Giunto ormai al sesto mese di detenzione nel carcere di El Mornaguia, Naouar si trova ad affrontare un nuovo fronte nella stessa lotta. Lui e i suoi tre compagni sono stati arrestati nel marzo 2026, poco dopo che le autorità tunisine avevano bloccato la prevista partenza della Global Sumud Flotilla dal porto di Sidi Bou Said. Rimangono detenuti con accuse di natura finanziaria che la GSF denuncia come inventate e motivate politicamente, nel tentativo di criminalizzare l’azione umanitaria e la solidarietà organizzata con la Palestina in Tunisia. Mentre tre co-organizzatori sono stati rilasciati a condizioni restrittive che vietano l’attività politica, i “4 di Sumud” rimangono dietro le sbarre in condizioni di sovraffollamento e degrado, con ritardi nell’accesso alle cure mediche essenziali.

Naouar è padre di due figli (Yasar e Sumud) ed è noto ai suoi compagni e alleati per la sua calma determinazione e per la sua presenza inconfondibile alle manifestazioni, dove indossa magliette raffiguranti potenti eroi degli anime che affrontano sfide impossibili. Naouar sta ora vivendo proprio quella prova nella realtà. Oggi, quella stessa determinazione viene messa alla prova in carcere, dove lo sciopero della fame è diventato il suo ultimo mezzo per protestare contro la detenzione prolungata e per chiedere giustizia.

I principali sindacati, le organizzazioni per i diritti umani e altre associazioni che sostengono la causa palestinese, nonché vari parlamentari di tutto il mondo, hanno espresso la loro piena solidarietà ai detenuti di Sumud, considerando il protrarsi della loro detenzione una macchia vergognosa sulla storia del sostegno tunisino alla lotta palestinese.

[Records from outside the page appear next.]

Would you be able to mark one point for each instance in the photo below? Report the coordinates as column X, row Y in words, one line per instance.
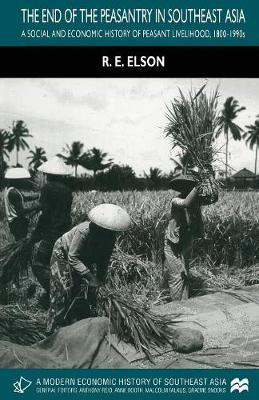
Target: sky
column 123, row 117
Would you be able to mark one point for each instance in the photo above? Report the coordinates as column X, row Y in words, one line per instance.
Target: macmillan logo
column 239, row 384
column 21, row 385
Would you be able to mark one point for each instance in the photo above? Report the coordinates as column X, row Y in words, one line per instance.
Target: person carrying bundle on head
column 184, row 226
column 80, row 261
column 55, row 219
column 14, row 202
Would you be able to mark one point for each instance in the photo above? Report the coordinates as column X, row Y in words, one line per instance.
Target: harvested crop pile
column 21, row 327
column 193, row 124
column 14, row 259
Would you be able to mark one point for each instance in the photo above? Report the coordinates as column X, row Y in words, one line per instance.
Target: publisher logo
column 21, row 385
column 239, row 384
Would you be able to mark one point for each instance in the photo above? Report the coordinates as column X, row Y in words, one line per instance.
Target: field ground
column 227, row 258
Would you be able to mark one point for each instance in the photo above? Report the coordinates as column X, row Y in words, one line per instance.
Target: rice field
column 227, row 258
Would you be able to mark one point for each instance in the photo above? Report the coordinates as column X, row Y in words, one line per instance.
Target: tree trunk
column 256, row 149
column 226, row 133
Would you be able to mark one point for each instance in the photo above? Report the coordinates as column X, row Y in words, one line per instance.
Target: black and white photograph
column 129, row 223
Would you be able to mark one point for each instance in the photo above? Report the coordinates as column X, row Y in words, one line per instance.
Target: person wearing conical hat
column 80, row 259
column 15, row 202
column 55, row 219
column 184, row 226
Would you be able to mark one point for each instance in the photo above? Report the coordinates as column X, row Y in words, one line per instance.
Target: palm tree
column 95, row 160
column 230, row 112
column 19, row 132
column 4, row 144
column 37, row 157
column 252, row 138
column 74, row 153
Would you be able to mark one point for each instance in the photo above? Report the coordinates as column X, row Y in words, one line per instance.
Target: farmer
column 80, row 260
column 14, row 202
column 185, row 225
column 55, row 219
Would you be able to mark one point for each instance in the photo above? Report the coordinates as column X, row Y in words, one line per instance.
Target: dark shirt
column 83, row 252
column 55, row 219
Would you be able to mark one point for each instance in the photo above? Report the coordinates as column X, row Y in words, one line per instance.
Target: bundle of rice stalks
column 21, row 327
column 194, row 122
column 135, row 323
column 14, row 259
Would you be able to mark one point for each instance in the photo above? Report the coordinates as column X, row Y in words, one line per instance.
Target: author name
column 133, row 61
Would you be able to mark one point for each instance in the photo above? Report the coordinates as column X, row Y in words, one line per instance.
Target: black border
column 225, row 62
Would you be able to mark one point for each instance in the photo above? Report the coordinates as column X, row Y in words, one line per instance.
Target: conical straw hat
column 17, row 173
column 110, row 216
column 55, row 166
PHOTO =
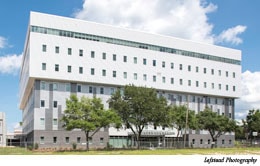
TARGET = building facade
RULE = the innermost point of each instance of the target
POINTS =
(64, 56)
(2, 129)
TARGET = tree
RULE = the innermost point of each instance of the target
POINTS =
(216, 125)
(177, 118)
(87, 114)
(137, 107)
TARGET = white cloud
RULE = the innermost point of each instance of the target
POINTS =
(2, 42)
(250, 99)
(10, 64)
(231, 35)
(185, 19)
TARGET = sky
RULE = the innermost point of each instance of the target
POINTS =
(229, 23)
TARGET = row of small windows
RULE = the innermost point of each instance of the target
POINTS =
(131, 44)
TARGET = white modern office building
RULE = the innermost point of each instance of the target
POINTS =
(65, 55)
(2, 129)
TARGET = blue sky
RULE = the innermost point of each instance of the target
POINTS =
(229, 23)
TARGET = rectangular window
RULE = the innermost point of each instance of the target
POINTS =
(104, 56)
(180, 67)
(92, 54)
(67, 86)
(135, 76)
(43, 66)
(44, 48)
(69, 51)
(163, 79)
(67, 140)
(90, 89)
(42, 121)
(125, 59)
(57, 49)
(69, 69)
(172, 65)
(80, 52)
(154, 62)
(42, 103)
(55, 122)
(54, 140)
(56, 67)
(135, 60)
(144, 61)
(114, 74)
(80, 70)
(125, 75)
(92, 71)
(114, 57)
(144, 77)
(154, 78)
(43, 87)
(104, 72)
(55, 104)
(101, 90)
(79, 88)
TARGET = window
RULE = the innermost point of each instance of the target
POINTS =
(43, 66)
(163, 79)
(125, 59)
(92, 54)
(55, 104)
(79, 88)
(135, 60)
(55, 122)
(189, 68)
(163, 64)
(56, 67)
(154, 62)
(205, 70)
(154, 78)
(180, 67)
(172, 65)
(69, 69)
(181, 81)
(54, 140)
(42, 121)
(144, 77)
(67, 86)
(90, 89)
(92, 71)
(80, 52)
(78, 140)
(104, 56)
(101, 90)
(104, 72)
(57, 49)
(55, 86)
(69, 51)
(67, 140)
(43, 85)
(144, 61)
(41, 140)
(80, 70)
(172, 80)
(114, 57)
(135, 76)
(44, 48)
(42, 103)
(114, 74)
(125, 75)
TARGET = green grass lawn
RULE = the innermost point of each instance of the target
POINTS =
(216, 151)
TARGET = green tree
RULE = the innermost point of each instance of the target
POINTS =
(137, 107)
(215, 124)
(87, 114)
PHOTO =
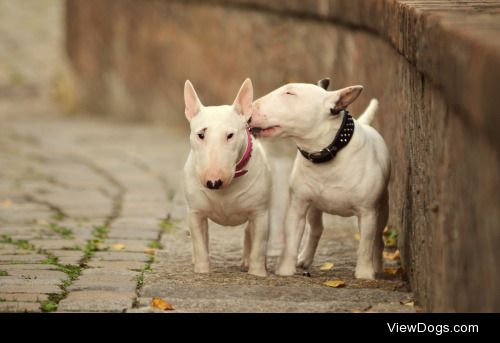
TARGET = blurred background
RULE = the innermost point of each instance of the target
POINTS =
(433, 65)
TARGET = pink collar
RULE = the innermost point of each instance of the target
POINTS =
(246, 157)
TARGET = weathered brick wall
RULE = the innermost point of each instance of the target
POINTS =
(435, 68)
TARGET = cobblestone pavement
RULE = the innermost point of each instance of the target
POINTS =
(91, 219)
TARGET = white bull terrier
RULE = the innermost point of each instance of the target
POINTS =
(226, 177)
(342, 167)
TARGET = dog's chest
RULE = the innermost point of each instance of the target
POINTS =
(227, 210)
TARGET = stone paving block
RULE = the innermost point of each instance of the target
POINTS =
(38, 274)
(27, 281)
(68, 256)
(120, 256)
(10, 306)
(23, 297)
(131, 265)
(135, 223)
(58, 244)
(97, 301)
(28, 266)
(30, 288)
(130, 245)
(33, 258)
(133, 234)
(106, 274)
(116, 284)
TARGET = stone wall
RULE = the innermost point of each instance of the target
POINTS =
(434, 66)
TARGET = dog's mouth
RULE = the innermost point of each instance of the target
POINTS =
(265, 132)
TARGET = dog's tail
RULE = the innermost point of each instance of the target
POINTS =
(369, 113)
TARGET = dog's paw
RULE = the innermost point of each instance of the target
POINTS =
(304, 262)
(285, 270)
(244, 265)
(202, 268)
(258, 272)
(365, 273)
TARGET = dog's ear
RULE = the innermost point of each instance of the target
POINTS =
(324, 83)
(339, 100)
(243, 102)
(191, 100)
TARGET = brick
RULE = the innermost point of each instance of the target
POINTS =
(10, 306)
(97, 301)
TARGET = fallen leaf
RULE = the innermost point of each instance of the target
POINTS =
(393, 271)
(334, 283)
(161, 304)
(150, 251)
(326, 266)
(117, 246)
(393, 256)
(6, 203)
(408, 303)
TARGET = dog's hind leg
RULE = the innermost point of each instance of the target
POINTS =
(247, 245)
(383, 215)
(295, 225)
(315, 219)
(367, 223)
(258, 252)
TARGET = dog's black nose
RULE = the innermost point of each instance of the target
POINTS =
(218, 184)
(214, 185)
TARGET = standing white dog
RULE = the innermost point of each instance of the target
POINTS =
(342, 168)
(226, 177)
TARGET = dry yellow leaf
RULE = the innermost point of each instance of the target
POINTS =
(117, 246)
(326, 266)
(334, 283)
(150, 251)
(161, 304)
(393, 256)
(101, 246)
(393, 271)
(6, 203)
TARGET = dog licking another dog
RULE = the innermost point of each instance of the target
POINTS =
(342, 167)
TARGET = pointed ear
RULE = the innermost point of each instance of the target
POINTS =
(339, 100)
(324, 83)
(243, 102)
(191, 101)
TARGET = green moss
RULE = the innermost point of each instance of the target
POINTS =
(48, 306)
(19, 243)
(101, 232)
(62, 231)
(155, 245)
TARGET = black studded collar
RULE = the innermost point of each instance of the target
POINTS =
(342, 138)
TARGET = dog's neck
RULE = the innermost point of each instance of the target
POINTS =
(320, 137)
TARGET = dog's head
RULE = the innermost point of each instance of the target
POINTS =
(297, 108)
(218, 135)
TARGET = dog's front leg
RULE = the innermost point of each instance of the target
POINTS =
(294, 229)
(247, 244)
(259, 226)
(198, 225)
(306, 256)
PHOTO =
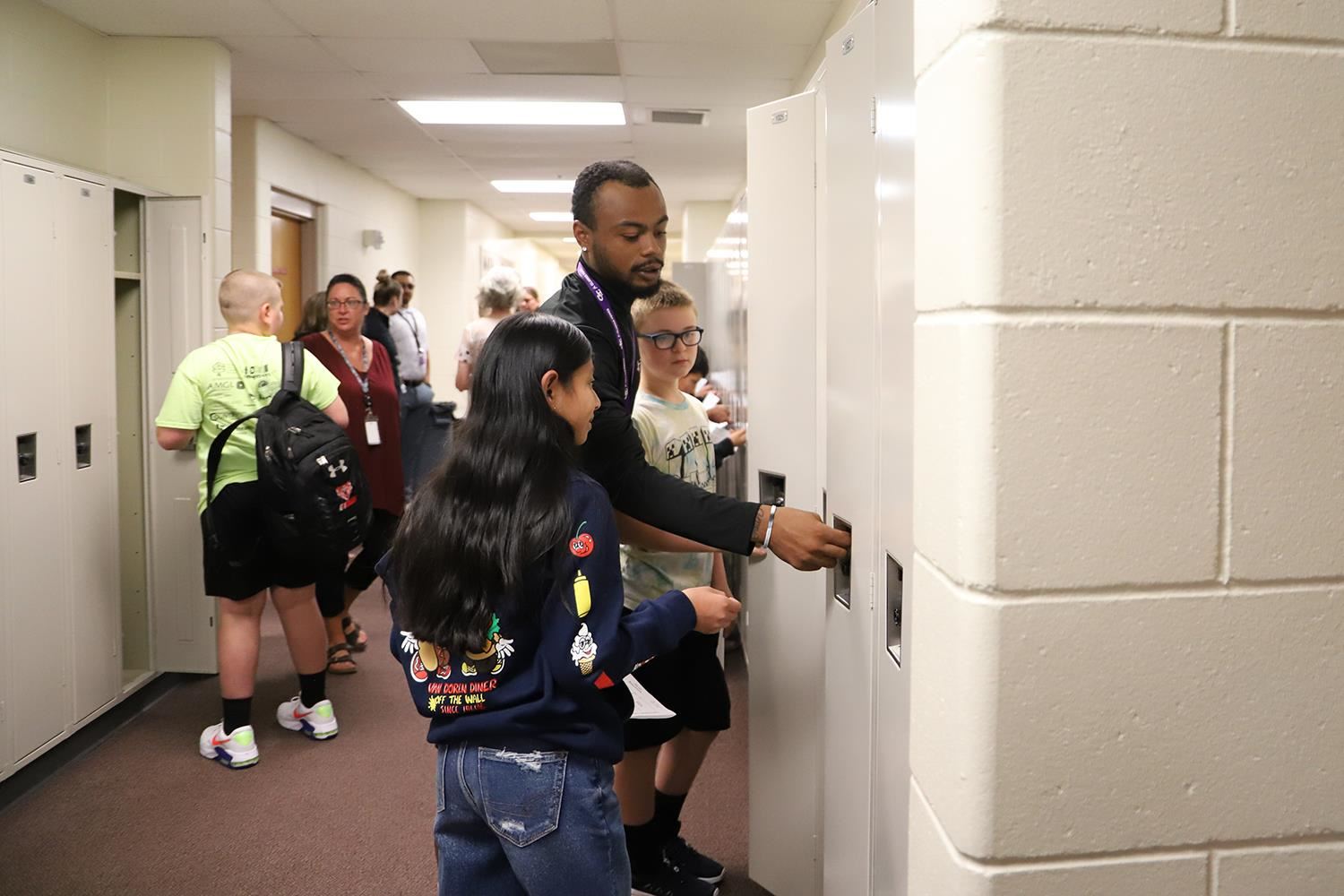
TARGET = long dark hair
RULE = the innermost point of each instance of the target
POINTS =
(497, 503)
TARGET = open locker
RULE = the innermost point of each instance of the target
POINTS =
(785, 607)
(852, 373)
(78, 611)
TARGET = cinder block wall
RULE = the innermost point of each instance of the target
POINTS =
(1129, 449)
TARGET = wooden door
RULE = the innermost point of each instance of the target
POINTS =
(287, 265)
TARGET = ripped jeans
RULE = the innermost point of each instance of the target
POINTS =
(521, 820)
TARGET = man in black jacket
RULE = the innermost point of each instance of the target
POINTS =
(620, 222)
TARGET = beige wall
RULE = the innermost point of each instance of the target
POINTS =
(1129, 402)
(351, 201)
(148, 110)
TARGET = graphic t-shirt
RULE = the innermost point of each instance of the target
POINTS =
(676, 441)
(228, 379)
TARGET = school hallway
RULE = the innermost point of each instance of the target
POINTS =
(144, 814)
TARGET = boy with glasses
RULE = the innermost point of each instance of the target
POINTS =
(663, 756)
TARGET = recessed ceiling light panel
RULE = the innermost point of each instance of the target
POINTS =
(534, 185)
(513, 112)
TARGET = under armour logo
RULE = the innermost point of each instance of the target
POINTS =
(332, 469)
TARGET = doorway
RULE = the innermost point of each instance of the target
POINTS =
(287, 265)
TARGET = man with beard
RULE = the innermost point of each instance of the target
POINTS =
(620, 222)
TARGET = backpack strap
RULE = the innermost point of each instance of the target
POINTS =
(293, 367)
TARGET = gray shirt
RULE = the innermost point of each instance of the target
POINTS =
(410, 332)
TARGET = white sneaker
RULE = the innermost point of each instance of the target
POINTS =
(237, 750)
(317, 723)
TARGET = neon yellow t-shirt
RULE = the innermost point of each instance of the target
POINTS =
(226, 381)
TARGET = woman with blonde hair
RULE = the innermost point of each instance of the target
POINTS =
(499, 292)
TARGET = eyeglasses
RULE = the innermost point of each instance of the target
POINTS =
(668, 340)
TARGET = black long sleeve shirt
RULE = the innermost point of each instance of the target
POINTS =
(615, 455)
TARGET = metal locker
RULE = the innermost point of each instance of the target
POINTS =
(784, 606)
(88, 438)
(175, 276)
(895, 476)
(32, 547)
(849, 297)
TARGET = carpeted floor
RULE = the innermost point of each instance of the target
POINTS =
(144, 814)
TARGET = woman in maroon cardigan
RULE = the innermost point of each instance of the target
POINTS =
(368, 389)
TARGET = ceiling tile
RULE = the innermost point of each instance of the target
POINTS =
(303, 85)
(723, 61)
(177, 19)
(406, 56)
(281, 54)
(457, 19)
(693, 93)
(548, 58)
(717, 22)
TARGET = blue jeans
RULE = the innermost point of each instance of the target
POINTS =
(527, 821)
(422, 444)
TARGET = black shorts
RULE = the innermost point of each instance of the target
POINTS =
(239, 560)
(690, 683)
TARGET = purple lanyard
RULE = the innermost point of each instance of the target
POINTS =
(626, 374)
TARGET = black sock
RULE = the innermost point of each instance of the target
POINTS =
(644, 847)
(312, 689)
(237, 713)
(667, 814)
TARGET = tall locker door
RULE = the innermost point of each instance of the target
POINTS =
(895, 328)
(89, 444)
(175, 265)
(32, 548)
(785, 607)
(851, 454)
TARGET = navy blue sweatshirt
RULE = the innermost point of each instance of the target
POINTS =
(551, 678)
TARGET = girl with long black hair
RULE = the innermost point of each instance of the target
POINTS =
(505, 586)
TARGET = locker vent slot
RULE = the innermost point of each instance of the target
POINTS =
(83, 446)
(27, 457)
(771, 487)
(843, 568)
(895, 606)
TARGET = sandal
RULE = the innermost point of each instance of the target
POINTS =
(355, 635)
(339, 662)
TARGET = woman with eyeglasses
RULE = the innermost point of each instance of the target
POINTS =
(368, 389)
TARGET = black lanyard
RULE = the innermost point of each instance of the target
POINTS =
(362, 378)
(626, 367)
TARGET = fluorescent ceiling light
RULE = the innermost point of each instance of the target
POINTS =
(534, 185)
(513, 112)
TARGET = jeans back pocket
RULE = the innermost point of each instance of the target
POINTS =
(521, 793)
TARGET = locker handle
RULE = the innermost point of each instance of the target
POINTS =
(27, 452)
(843, 570)
(83, 446)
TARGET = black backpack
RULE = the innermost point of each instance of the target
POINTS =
(317, 500)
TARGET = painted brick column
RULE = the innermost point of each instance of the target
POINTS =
(1129, 449)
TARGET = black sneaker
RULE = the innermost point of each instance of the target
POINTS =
(666, 880)
(685, 857)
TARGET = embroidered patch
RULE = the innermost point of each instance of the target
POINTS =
(582, 543)
(582, 595)
(583, 650)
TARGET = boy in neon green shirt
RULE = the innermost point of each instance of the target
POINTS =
(212, 387)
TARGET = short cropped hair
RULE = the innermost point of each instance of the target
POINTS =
(599, 172)
(668, 296)
(499, 290)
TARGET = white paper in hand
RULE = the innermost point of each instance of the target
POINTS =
(645, 704)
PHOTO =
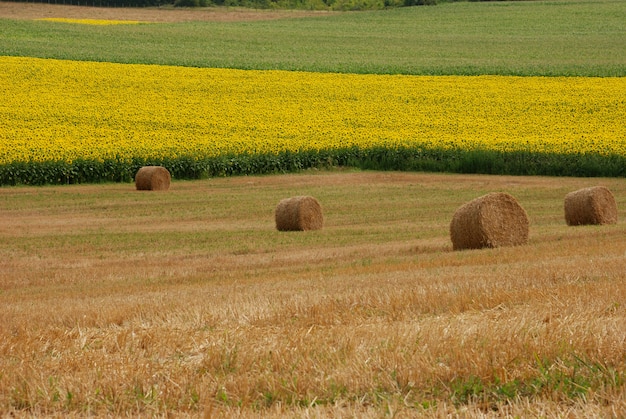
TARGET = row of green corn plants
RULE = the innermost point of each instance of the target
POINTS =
(72, 122)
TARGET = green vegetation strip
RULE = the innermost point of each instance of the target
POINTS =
(379, 158)
(509, 38)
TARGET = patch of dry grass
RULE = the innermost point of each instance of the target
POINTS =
(118, 302)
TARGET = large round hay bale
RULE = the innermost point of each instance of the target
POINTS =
(594, 205)
(152, 178)
(298, 214)
(492, 220)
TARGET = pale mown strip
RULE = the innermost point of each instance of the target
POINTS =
(67, 110)
(98, 22)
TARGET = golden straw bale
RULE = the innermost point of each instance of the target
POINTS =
(152, 178)
(492, 220)
(594, 205)
(298, 214)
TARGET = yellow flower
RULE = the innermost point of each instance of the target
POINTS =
(66, 110)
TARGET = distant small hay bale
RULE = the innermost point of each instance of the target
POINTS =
(492, 220)
(152, 178)
(299, 213)
(594, 205)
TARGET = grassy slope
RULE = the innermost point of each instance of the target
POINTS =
(527, 38)
(112, 300)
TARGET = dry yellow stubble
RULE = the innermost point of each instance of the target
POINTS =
(190, 302)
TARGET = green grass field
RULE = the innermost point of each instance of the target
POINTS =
(513, 38)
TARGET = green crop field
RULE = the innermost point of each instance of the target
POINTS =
(583, 38)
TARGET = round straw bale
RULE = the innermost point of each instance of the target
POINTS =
(299, 213)
(594, 205)
(152, 178)
(492, 220)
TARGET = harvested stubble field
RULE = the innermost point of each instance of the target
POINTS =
(122, 302)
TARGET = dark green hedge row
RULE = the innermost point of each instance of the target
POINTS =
(257, 4)
(402, 159)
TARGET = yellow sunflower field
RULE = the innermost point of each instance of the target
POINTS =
(65, 111)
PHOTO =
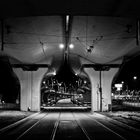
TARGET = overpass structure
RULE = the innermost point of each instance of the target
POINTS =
(95, 43)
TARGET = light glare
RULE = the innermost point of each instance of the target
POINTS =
(61, 46)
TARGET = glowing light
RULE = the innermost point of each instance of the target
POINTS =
(135, 77)
(61, 46)
(71, 46)
(54, 73)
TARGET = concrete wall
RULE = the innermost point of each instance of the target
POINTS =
(106, 81)
(30, 82)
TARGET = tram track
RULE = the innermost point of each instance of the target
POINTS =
(122, 132)
(17, 130)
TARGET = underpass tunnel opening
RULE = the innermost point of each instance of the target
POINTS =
(9, 86)
(66, 90)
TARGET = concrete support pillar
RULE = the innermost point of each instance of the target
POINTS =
(30, 82)
(105, 79)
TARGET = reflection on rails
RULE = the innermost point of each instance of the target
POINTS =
(66, 125)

La Global Sumud Flotilla ritiene le autorità tunisine pienamente responsabili dell’incolumità fisica e della vita di Wael Naouar e dei suoi compagni detenuti. La GSF esige il rilascio immediato e incondizionato dei “4 di Sumud”, l’archiviazione di tutte le accuse a loro carico e la revoca di tutte le restrizioni imposte agli organizzatori rilasciati. In attesa del loro rilascio, le autorità devono garantire immediatamente cure mediche complete e condizioni di detenzione conformi ai loro diritti fondamentali.

Le vessazioni da parte dello Stato non riusciranno mai a cancellare l’imperativo morale di porre fine al genocidio a Gaza, né a scoraggiare coloro che si schierano in solidarietà con il popolo palestinese. GSF rimane irremovibile al fianco di Wael Naouar, della sua famiglia e dei nostri compagni in carcere e invita la società civile di tutto il mondo a chiedere il loro immediato rilascio.